Domain-Agnostic Neural Oil Painting

Domain-Agnostic Neural Oil Painting via Normalization Affine Test-Time Adaptation

Abstract

Neural oil painting synthesis is to sequentially predict brushstroke color and position, forming an oil painting step by step, which could serve as a painting teacher for education and entertainment. Existing methods usually suffer from degraded generalization for real-world photo inputs due to the training-test distribution gap, often manifesting as stroke-induced artifacts (e.g., over-smoothed textures or inconsistent granularity).

In an attempt to mitigate this gap, we introduce a domain-agnostic neural painting (DANP) framework that aligns model to the test domain. In particular, we focus on updating affine parameters of normalization layers efficiently, while keeping other parameters frozen.

To stabilize adaptation, our framework introduces:
(1) Asymmetric Dual-Branch with mirror augmentation for robust feature alignment via geometric transformations,
(2) Dual-Branch Interaction Loss combining intra-branch reconstruction and inter-branch consistency, and we also involve an empirical optimization strategy to mitigate gradient oscillations in practice.

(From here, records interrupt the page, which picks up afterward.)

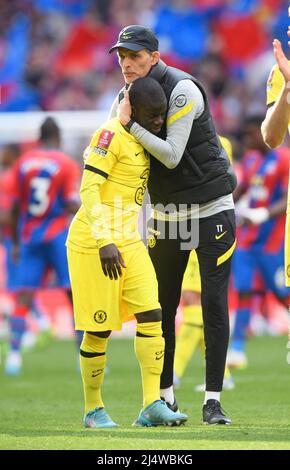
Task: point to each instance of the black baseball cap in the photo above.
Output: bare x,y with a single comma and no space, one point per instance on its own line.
136,38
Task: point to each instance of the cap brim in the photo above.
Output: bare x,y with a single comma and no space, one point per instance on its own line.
127,45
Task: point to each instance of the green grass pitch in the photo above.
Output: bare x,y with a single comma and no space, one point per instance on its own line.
43,408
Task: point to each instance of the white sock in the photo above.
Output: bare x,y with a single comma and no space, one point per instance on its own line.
212,396
167,394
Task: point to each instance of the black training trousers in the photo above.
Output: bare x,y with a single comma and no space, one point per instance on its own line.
214,250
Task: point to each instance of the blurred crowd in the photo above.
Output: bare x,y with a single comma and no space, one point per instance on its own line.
54,53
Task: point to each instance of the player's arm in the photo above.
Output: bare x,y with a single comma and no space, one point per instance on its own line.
96,171
71,184
186,104
276,122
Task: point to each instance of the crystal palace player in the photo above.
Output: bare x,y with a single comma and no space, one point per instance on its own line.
45,193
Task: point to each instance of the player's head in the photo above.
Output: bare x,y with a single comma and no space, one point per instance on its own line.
137,48
149,103
253,138
9,153
49,133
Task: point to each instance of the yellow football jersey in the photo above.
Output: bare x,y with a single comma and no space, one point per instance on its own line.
112,190
275,84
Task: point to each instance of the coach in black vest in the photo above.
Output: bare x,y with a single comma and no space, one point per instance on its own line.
190,186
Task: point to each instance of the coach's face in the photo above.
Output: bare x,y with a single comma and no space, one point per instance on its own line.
151,117
136,64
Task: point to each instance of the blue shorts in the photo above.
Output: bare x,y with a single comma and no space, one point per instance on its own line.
10,265
248,263
36,258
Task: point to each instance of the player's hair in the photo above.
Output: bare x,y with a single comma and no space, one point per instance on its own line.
49,130
13,148
147,91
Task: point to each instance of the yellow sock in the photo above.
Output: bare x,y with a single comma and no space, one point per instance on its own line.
149,350
92,361
189,337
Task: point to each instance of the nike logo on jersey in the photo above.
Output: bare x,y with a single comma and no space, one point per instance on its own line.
217,237
96,373
159,355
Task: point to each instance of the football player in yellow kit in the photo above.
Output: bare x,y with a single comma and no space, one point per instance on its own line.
191,335
277,121
112,276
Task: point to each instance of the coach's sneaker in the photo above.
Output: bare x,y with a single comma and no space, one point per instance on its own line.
228,384
98,418
213,413
13,365
158,414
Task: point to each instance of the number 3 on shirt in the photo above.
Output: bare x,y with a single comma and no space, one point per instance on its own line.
40,199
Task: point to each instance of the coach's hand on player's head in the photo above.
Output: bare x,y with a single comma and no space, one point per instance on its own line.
112,261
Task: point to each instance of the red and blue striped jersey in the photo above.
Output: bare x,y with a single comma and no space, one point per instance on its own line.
45,181
6,198
266,180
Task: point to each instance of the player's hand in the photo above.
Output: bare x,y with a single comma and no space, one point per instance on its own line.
112,261
124,110
281,59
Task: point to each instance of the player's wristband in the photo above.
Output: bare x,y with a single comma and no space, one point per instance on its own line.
129,124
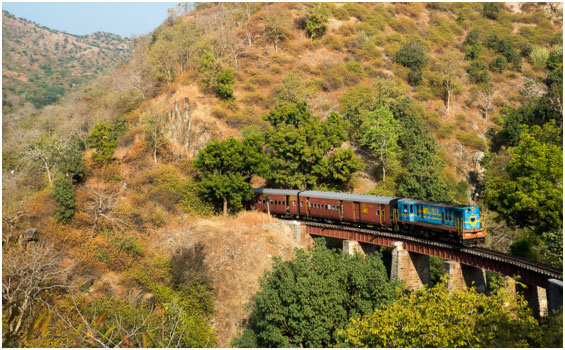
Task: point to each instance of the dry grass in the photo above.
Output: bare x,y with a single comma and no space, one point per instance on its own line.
238,250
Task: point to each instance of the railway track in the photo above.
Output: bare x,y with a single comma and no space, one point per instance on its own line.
520,263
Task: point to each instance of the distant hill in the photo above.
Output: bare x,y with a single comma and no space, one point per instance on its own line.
40,64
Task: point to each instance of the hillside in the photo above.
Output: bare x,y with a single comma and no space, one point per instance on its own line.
114,175
41,64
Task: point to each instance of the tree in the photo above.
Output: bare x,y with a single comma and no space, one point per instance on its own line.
478,73
449,72
486,93
104,138
155,132
298,145
439,318
304,301
412,55
47,150
380,133
421,178
316,21
28,274
225,83
64,195
276,29
71,163
529,194
491,10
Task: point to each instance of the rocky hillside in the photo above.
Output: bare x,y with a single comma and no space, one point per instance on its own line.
41,64
107,173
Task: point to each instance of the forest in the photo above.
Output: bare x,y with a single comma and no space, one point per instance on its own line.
123,221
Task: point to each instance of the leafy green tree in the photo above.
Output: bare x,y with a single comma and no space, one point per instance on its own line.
478,73
421,177
276,29
155,132
412,55
338,168
226,167
225,84
498,64
104,138
303,302
64,195
71,163
380,134
529,194
491,10
299,144
317,21
437,318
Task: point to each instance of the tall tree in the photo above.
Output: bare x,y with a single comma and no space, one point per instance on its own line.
421,178
529,193
303,302
298,145
380,132
155,132
437,318
226,167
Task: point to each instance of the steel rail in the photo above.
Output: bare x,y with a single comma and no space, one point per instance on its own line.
472,253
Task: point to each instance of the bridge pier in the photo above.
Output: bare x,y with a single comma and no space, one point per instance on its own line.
554,295
350,247
412,268
463,276
536,297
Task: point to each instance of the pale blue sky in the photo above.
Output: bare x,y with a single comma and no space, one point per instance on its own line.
123,18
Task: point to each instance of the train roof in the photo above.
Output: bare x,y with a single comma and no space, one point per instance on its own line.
275,191
434,204
348,197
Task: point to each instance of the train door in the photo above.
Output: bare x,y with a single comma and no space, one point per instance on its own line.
356,211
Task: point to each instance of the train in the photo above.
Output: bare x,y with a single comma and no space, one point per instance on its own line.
443,221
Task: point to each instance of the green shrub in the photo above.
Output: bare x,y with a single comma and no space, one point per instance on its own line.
498,64
472,38
446,130
64,195
473,52
412,55
491,10
225,83
478,73
472,141
317,21
415,77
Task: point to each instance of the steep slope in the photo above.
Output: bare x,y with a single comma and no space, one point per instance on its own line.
40,64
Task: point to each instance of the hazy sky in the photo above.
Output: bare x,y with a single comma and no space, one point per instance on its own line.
123,18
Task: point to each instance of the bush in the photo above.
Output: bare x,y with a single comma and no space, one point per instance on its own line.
225,83
415,77
498,64
473,52
304,301
472,141
64,195
491,10
412,55
478,73
317,21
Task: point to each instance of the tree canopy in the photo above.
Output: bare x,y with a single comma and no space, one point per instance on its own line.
303,302
439,319
299,148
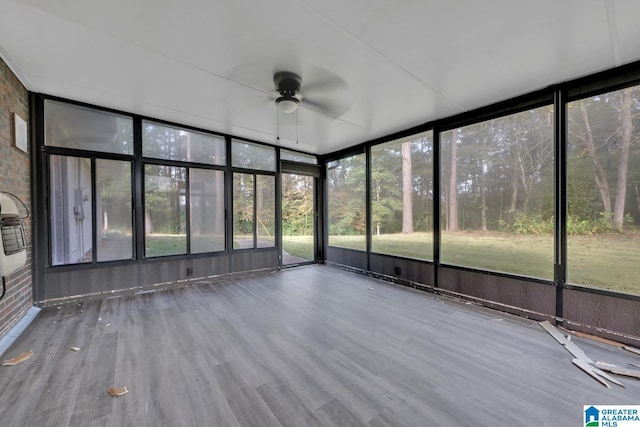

Experiments on real-world images from diverse domains (e.g., faces, landscapes, and artworks) validate the effectiveness of DANP in resolution-invariant adaptation, decreasing ~11.3% reconstruction error at 512px and ~20.3% at 1024px compared to the baseline model. It is worthy noting that our method is compatible with existing methods, e.g., Paint Transformer, and further improves the ~10.3% perceptual quality.

Methodology

DANP Pipeline Architecture

Given one single input image of 512 × 512, we split it into different levels according to a pyramid hierarchy as a training set. At each level, the resolution of the image gradually increases until the bottom layer generates a boundary feature map of 544 × 544. At each layer, the feature map is divided into 32 × 32 image patches, which are then input into the Pretrained model for further processing.

During the Dual-Branch adaptive optimization process, we adopt a freezing strategy for the pretrained model, freezing all other layers except BatchNorm and LayerNorm during the training process to keep the remaining parameters unchanged. The test dataset obtained in the first stage is divided into two parallel processing routes, one of which horizontally flips the image patch and the current patch, and inputs them in batches into the pretrained model.